Does my trauma insurance policy also cover my children?
Child trauma cover is often included with a trauma insurance policy. It pays out a lump sum if your child is diagnosed with a severe injury or illness specified in the policy. This can help you afford better medical treatment and allow you to take time off work to be there for your child. This type of policy can be purchased as an addition to your own life insurance cover, and is available for parents, grandparents or anyone else who is a child’s legal guardian.
What does child trauma insurance cover?
The comprehensiveness of cover and the benefits available vary depending on the policy and where you got it. Some standard inclusions are:
Cancers and tumours
Failure or disease of specified organs
Specified disabilities including loss of speech, sight or limbs, paralysis, deafness or cognitive loss
Diabetes, meningitis, encephalitis, medically acquired HIV and other serious diseases
Brain damage or traumatic head injury
Stroke, specified cardiac events, anemia and other specified cardiac or blood conditions
Other injury, illness or medical misadventure specified in the policy. The exact conditions covered will vary between insurers and policies
Roger and Jessica were excited new parents wanting the right level of cover for Tom, their new baby. They chose to get their home, contents, car and life insurance all from the same insurer which included free child cover. It was a slightly more expensive option then their cover before the baby.
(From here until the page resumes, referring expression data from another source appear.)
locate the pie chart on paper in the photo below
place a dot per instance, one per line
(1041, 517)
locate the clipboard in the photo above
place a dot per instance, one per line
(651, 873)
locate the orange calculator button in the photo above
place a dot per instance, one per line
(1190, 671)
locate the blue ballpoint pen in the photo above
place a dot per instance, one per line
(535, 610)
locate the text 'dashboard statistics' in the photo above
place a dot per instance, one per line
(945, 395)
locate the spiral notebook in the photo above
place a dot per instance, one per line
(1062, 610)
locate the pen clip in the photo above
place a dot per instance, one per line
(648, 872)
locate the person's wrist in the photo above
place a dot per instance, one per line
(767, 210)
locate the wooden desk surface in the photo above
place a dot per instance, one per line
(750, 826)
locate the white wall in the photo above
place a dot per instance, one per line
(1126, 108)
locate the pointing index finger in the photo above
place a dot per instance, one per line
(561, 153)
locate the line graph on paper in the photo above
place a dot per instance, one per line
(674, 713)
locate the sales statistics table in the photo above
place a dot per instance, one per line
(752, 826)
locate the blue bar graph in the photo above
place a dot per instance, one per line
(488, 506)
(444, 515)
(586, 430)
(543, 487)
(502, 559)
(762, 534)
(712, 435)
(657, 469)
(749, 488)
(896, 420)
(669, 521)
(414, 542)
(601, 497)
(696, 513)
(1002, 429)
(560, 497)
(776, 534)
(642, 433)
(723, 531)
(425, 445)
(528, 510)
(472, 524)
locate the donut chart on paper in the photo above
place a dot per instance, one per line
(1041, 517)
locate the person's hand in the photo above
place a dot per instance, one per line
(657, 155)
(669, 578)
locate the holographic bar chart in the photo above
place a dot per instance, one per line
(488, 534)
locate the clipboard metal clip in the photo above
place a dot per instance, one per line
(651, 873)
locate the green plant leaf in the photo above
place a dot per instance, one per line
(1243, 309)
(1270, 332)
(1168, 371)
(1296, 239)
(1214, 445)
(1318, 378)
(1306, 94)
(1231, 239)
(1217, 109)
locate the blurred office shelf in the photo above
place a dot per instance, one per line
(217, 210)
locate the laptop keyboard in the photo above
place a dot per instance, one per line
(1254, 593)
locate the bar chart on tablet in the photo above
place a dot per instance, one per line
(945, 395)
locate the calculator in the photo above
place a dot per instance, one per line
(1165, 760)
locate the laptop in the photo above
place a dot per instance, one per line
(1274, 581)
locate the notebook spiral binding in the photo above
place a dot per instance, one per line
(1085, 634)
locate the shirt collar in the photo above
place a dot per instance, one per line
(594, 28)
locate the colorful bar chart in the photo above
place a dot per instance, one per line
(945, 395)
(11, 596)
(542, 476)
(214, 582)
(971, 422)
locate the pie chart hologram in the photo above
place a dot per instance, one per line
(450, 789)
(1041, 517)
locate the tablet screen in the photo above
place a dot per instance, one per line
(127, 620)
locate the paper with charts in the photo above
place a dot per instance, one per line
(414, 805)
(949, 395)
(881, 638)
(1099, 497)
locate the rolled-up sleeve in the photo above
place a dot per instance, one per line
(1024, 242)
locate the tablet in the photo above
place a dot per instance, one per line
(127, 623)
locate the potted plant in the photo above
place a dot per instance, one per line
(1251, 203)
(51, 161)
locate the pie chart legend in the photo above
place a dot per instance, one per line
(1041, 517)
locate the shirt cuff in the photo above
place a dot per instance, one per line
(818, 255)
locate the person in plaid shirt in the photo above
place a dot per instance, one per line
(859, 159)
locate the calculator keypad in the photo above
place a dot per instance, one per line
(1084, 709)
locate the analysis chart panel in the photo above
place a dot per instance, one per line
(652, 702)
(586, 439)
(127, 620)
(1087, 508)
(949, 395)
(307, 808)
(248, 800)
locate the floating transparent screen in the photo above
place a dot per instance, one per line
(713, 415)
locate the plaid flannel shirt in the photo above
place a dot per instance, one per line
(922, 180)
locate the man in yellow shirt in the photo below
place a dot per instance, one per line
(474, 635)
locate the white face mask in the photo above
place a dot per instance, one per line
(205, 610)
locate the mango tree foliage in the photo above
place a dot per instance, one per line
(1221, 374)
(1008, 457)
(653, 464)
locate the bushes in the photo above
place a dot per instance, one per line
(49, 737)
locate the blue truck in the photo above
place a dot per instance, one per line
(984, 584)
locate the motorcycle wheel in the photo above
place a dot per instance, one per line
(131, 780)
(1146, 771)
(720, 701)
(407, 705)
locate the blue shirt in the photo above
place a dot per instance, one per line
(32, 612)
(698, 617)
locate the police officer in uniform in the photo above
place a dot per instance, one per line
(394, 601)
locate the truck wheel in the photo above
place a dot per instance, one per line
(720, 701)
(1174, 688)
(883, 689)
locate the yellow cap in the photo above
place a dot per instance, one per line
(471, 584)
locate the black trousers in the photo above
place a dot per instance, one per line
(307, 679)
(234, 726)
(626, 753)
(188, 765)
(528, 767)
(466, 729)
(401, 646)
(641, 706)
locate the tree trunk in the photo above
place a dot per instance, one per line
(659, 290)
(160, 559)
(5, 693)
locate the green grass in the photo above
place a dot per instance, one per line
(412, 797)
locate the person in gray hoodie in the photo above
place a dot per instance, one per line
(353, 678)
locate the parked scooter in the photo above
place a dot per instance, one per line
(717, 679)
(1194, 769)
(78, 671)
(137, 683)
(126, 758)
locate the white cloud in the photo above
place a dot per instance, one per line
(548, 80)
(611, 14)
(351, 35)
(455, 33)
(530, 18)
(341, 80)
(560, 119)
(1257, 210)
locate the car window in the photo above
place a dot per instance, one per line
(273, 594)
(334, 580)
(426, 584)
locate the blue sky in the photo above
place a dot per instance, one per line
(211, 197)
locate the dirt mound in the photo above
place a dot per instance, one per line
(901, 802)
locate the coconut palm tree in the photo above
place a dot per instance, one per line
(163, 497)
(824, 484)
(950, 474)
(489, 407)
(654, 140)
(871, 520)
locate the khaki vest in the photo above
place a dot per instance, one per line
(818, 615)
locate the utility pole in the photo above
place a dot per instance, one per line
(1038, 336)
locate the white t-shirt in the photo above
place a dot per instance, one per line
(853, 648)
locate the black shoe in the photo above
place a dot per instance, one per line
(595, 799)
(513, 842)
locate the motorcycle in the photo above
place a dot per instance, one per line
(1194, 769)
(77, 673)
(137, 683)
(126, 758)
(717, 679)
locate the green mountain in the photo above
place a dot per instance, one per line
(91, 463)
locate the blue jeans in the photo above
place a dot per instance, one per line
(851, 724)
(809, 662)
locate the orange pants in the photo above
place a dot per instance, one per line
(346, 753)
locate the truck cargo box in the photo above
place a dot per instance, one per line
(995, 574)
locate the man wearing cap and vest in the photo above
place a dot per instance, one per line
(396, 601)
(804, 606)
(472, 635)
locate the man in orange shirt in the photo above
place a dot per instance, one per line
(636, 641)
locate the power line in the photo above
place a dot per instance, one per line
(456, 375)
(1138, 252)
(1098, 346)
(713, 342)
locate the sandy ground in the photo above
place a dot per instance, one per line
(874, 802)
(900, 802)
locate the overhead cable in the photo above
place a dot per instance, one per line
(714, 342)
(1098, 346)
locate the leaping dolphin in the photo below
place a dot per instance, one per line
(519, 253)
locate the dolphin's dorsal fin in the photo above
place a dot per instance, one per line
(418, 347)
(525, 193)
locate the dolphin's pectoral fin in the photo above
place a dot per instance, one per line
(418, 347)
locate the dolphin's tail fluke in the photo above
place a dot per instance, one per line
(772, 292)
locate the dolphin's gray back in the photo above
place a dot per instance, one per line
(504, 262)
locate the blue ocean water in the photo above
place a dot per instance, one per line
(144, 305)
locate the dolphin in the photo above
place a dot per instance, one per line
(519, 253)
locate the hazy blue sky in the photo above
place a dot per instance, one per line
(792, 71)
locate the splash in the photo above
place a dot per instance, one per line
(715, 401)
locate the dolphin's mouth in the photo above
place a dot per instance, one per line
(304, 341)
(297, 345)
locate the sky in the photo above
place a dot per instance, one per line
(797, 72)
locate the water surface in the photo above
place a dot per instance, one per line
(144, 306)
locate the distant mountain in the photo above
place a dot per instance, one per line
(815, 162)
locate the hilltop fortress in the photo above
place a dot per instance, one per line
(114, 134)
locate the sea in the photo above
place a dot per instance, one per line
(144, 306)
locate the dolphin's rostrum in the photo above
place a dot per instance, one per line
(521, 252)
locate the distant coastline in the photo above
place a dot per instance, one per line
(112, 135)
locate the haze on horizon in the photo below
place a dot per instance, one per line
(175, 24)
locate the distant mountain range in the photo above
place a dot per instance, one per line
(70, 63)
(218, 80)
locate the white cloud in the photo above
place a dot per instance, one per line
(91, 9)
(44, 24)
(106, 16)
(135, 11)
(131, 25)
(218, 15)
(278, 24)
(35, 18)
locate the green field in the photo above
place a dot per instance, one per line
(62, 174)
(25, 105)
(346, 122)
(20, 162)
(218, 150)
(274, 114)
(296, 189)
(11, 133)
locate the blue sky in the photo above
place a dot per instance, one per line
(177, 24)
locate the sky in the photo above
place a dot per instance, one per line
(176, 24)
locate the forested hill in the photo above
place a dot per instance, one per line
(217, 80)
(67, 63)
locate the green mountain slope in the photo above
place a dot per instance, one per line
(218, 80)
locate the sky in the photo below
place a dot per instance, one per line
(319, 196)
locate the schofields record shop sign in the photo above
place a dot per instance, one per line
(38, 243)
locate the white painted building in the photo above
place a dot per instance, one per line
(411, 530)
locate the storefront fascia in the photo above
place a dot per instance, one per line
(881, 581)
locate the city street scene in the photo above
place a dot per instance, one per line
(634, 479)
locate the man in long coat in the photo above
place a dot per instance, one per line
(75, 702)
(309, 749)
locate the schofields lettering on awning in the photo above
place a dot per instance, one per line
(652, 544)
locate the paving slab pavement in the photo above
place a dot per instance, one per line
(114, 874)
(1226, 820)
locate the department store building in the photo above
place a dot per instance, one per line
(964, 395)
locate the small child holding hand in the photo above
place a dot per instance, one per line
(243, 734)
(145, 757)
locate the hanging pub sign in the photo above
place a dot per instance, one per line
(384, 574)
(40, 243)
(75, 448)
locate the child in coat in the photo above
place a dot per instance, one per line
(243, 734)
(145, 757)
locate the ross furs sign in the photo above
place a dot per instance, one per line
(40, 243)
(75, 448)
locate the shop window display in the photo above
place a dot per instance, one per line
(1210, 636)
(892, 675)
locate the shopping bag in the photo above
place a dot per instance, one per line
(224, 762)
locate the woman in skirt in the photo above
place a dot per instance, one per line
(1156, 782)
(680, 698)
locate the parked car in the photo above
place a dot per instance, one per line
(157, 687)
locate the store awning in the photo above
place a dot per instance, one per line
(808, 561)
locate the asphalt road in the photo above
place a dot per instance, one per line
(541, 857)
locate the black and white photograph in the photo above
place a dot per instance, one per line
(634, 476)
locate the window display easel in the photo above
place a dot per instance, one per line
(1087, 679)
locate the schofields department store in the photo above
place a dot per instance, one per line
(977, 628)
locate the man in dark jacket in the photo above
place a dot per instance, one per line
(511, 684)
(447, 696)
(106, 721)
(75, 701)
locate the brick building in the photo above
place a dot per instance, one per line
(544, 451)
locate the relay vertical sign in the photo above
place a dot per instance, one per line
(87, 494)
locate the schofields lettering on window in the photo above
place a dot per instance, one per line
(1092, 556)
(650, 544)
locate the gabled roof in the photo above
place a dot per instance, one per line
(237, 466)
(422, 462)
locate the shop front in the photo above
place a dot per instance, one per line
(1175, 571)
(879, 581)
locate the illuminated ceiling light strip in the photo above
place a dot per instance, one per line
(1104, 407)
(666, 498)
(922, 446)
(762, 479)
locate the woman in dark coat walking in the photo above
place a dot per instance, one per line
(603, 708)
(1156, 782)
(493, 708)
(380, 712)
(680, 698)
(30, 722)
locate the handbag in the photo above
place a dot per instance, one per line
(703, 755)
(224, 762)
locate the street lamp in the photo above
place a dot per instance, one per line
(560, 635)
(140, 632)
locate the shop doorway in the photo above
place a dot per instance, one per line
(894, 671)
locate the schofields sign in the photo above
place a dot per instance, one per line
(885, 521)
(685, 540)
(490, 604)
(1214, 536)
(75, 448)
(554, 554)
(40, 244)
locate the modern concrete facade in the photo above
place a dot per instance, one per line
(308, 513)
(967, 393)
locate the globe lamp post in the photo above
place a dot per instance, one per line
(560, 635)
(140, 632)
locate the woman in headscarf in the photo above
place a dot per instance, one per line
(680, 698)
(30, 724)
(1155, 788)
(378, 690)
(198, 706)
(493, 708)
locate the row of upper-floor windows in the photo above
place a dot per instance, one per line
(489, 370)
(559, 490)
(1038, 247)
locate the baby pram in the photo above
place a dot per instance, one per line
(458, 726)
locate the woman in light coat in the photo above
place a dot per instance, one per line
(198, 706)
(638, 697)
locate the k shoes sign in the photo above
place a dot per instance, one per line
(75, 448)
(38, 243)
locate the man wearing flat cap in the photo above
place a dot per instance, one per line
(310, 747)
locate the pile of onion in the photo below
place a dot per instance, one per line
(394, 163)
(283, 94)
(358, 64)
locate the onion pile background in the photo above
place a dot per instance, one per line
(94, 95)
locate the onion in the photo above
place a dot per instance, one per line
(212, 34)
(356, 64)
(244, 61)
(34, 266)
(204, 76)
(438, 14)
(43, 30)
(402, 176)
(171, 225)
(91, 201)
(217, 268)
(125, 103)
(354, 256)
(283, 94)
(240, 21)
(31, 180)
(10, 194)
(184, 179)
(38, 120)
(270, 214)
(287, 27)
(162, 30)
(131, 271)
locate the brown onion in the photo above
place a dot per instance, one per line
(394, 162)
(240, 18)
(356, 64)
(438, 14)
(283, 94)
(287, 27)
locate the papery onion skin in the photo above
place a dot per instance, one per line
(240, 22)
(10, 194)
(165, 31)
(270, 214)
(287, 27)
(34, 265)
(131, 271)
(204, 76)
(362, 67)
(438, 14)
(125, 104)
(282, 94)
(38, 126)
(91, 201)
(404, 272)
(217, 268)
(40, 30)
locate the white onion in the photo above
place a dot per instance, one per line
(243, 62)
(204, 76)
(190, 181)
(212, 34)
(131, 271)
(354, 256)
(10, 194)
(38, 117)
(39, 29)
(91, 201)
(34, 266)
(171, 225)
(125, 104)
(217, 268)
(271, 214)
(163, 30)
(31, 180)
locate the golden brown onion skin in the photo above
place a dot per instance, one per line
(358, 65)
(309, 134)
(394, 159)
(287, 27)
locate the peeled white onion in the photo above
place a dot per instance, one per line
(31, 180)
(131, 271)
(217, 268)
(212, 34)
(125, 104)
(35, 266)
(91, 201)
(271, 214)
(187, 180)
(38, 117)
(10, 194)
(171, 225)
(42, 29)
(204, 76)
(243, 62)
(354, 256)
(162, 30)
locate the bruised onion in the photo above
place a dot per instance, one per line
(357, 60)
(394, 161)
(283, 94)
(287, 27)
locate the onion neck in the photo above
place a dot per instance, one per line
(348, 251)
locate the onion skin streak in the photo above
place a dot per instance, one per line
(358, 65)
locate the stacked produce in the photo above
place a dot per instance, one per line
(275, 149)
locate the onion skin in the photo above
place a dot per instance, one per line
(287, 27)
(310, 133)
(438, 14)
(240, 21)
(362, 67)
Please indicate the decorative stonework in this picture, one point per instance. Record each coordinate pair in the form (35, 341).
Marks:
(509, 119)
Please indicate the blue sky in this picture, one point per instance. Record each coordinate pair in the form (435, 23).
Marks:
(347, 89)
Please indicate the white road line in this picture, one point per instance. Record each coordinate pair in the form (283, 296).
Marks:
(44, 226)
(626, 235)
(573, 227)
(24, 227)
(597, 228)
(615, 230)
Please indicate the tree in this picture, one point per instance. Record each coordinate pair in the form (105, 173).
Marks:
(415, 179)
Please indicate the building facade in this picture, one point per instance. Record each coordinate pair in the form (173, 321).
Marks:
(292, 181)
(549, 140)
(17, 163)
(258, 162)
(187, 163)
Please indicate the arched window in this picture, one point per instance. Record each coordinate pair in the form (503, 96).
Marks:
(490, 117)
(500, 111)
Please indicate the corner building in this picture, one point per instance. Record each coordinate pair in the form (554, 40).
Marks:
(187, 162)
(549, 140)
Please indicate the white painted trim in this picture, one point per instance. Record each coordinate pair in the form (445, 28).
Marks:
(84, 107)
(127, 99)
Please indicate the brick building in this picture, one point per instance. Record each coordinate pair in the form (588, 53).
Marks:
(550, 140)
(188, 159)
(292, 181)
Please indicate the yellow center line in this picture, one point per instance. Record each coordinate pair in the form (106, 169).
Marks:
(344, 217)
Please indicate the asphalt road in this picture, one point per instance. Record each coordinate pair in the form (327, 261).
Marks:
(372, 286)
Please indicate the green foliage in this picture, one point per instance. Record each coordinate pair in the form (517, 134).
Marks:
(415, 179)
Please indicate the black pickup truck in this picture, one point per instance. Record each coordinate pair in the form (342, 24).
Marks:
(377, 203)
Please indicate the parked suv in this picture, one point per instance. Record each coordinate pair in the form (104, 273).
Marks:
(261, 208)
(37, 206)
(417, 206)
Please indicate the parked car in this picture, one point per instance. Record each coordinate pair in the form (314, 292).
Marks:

Years passed without incident, but on the day of his thirteenth birthday Tom was hit by a car while riding a new bike. Tom would need numerous surgeries, ongoing medical care and extensive physical therapy. Doctors advised Roger and Jessica that only time would tell whether a full recovery was even possible.
Within two weeks of the claim being made, a lump sum of $75,000 was paid out for Tom’s accident. They used this money to move Tom out of their local public hospital and into an advanced private facility, while Jessica used the accommodation cover of the policy to take time off work and stay close to Tom’s hospital. As Tom’s recovery proceeded apace, Roger used some of the trauma funds to pay off credit card debt, reasoning that it was an important expense to have out of the way if Tom took a turn for the worse. More than a decade afterwards, Roger and Jessica looked back and realised that child trauma insurance was one of the best decisions they’d ever made.
It covered treatments, rehabilitation and physical therapy for Tom that they otherwise would not have been able to afford.
It paid out a lump sum to be spent as needed. After all the medical costs, Roger was still able to pay back credit card debt.
The accommodation feature of the policy meant Jessica was able to take time off work and stay with Tom without those costs coming out of the $75,000 lump sum. Staying near Tom was a no-brainer rather than a hard choice.
The claims made for Tom’s accident did not count towards the limits of Roger and Jessica’s life insurance. They opted to pay more for a separate child trauma insurance policy rather than simply using the child cover option in the policy itself, and specifically checked the conditions of the policy beforehand to make sure of this.